The genetic signature of these "steppe ancestors" can be traced across Eurasia during the period between 3100 and 1500 BCE.
![RCH Origins of Indo-European languages](/data/hun-ren/hirek/2025/februar/BTK_indoeuropai_nyelvek_kep3.jpg)
The spread of the Yamnaya phenomenon across Eurasia at the turn of the 4th–3rd millennium BCE. (Trautmann et al., 2023, Fig. 1.)
Among the demographic events of the past 5,000 years, the Yamnaya expansion from the steppe had the greatest impact on the genetic makeup of European populations. While language and genetic ancestry do not always align, it is highly likely that this population movement is also linked to the spread of Indo-European languages, making it a significant event in population history.
The only branch of the Indo-European languages that previously showed no direct steppe-related ancestry was the Anatolian branch, including Hittite. This branch is believed to be the earliest to diverge from the Indo-European language family, uniquely preserving linguistic archaisms that disappeared from all other Indo-European branches.

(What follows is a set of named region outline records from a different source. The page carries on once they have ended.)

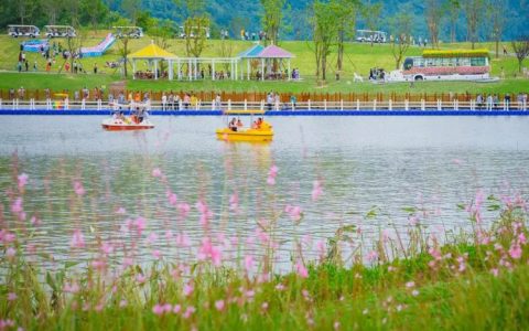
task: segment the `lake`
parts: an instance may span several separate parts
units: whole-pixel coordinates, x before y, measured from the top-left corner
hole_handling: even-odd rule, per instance
[[[218,117],[154,116],[156,128],[138,132],[104,131],[101,119],[0,117],[3,223],[31,229],[40,252],[57,260],[96,254],[72,252],[76,228],[87,243],[109,241],[123,255],[134,241],[141,260],[156,258],[156,249],[164,258],[193,258],[205,235],[237,256],[236,241],[258,249],[257,224],[277,220],[271,235],[278,259],[287,263],[296,245],[316,254],[316,243],[343,225],[356,226],[349,249],[359,243],[369,249],[382,231],[392,236],[410,226],[410,209],[403,207],[418,209],[427,232],[460,232],[471,222],[457,204],[471,203],[479,190],[528,197],[528,117],[271,117],[276,136],[268,145],[215,140]],[[279,172],[271,186],[273,164]],[[30,179],[24,222],[10,213],[13,167]],[[156,168],[162,178],[152,175]],[[75,181],[83,183],[83,196],[74,193]],[[323,188],[316,201],[314,181]],[[168,190],[176,194],[175,205]],[[233,194],[238,206],[229,211]],[[213,213],[206,227],[194,207],[199,200]],[[186,218],[179,203],[192,206]],[[285,205],[300,206],[301,220],[281,213]],[[496,215],[484,212],[485,222]],[[37,226],[32,216],[41,220]],[[125,228],[127,218],[138,216],[147,220],[141,237]],[[191,247],[168,245],[176,234],[186,234]]]

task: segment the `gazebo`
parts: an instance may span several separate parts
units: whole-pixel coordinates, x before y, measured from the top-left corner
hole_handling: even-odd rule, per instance
[[[129,58],[132,60],[132,73],[133,73],[133,78],[136,79],[136,62],[137,61],[148,61],[149,65],[149,75],[152,75],[154,79],[159,78],[158,75],[158,68],[159,68],[159,63],[161,61],[168,61],[171,62],[172,60],[176,58],[176,55],[161,49],[160,46],[155,45],[154,42],[151,42],[147,47],[141,49],[140,51],[132,53],[129,55]],[[154,67],[153,67],[154,65]],[[169,77],[173,77],[173,68],[170,65],[169,66]],[[150,77],[149,77],[150,78]]]
[[[290,72],[290,60],[292,57],[294,57],[294,55],[276,45],[270,45],[262,50],[256,56],[256,58],[261,60],[261,81],[264,81],[267,76],[273,77],[274,75],[277,75],[278,73],[274,73],[272,71],[272,63],[274,61],[279,61],[279,64],[281,66],[283,64],[283,60],[287,60],[288,63],[288,79],[290,81],[290,77],[292,76]]]

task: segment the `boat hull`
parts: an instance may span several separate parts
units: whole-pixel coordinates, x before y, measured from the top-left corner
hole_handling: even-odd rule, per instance
[[[153,129],[154,125],[149,121],[127,124],[123,121],[104,120],[101,127],[107,131],[134,131]]]
[[[218,140],[225,141],[266,142],[273,139],[273,131],[271,130],[231,131],[230,129],[218,129],[216,135]]]

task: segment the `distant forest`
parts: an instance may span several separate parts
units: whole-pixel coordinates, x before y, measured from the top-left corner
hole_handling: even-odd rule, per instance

According to the newly published study, this community may be genetically linked to the recently identified Caucasus-Lower Volga gradient.
This discovery could represent the missing link that establishes a genetic - and by extension, linguistic - connection between the steppe populations of the Caucasus-Lower Volga region during the Eneolithic period and the communities that lived in Anatolia before or during the Hittite era.
According to the study’s findings, approximately 80% of the genetic ancestry of the Yamnaya communities can be traced back to the newly identified Caucasus-Lower Volga group.
The same group can also be considered as one of the ancestors, accounting for at least one-tenth, of the Hittite-speaking communities that lived in Central Anatolia during the Bronze Age.
Based on all this, the Caucasus-Lower Volga group can be linked to all Indo-European-speaking populations, making it the best candidate for the population that spoke the proto-Indo-Anatolian language, the Hittite and the ancestor of all later Indo-European languages - in the North Caucasus and Lower Volga region.
![RCH Origins of Indo-European languages](/data/hun-ren/hirek/2025/februar/BTK_indoeuropai_nyelvek_kep4.jpg)
The genetic study of pre-Bronze Age populations in the Pontic-Caspian steppe and Western Asia highlights four key regions. The red circles indicate the sites of the Yamnaya culture from which samples classified as part of the genetically defined central Yamnaya group originate.
The genetic samples from Hungary originate from the westernmost expansion area of the Yamnaya communities, specifically from burial sites in burial mounds on the Great Hungarian Plain (Dévaványa, Kunhegyes, Nagyhegyes, Sárrétudvari, and Mezőcsát) that have been excavated in recent decades.
The new findings further confirm the East European genetic connections of these individuals. From the preceding period, around 4200 BCE, a particularly notable burial was discovered at the Csongrád-Kettőshalom site.
The man buried at this site is one of the earliest genetically confirmed individuals of steppe origin in the Carpathian Basin, with ancestral links also identified along the Volga River.
The human DNA samples from Hungarian archaeological sites were analyzed partly at the HUN-REN RCH Institute of Archaeogenomics laboratory and partly at the University of Vienna and Harvard University.
Further archaeological, linguistic, anthropological, and archaeogenomic findings related to these communities, currently under investigation in multiple projects, are expected in the near future.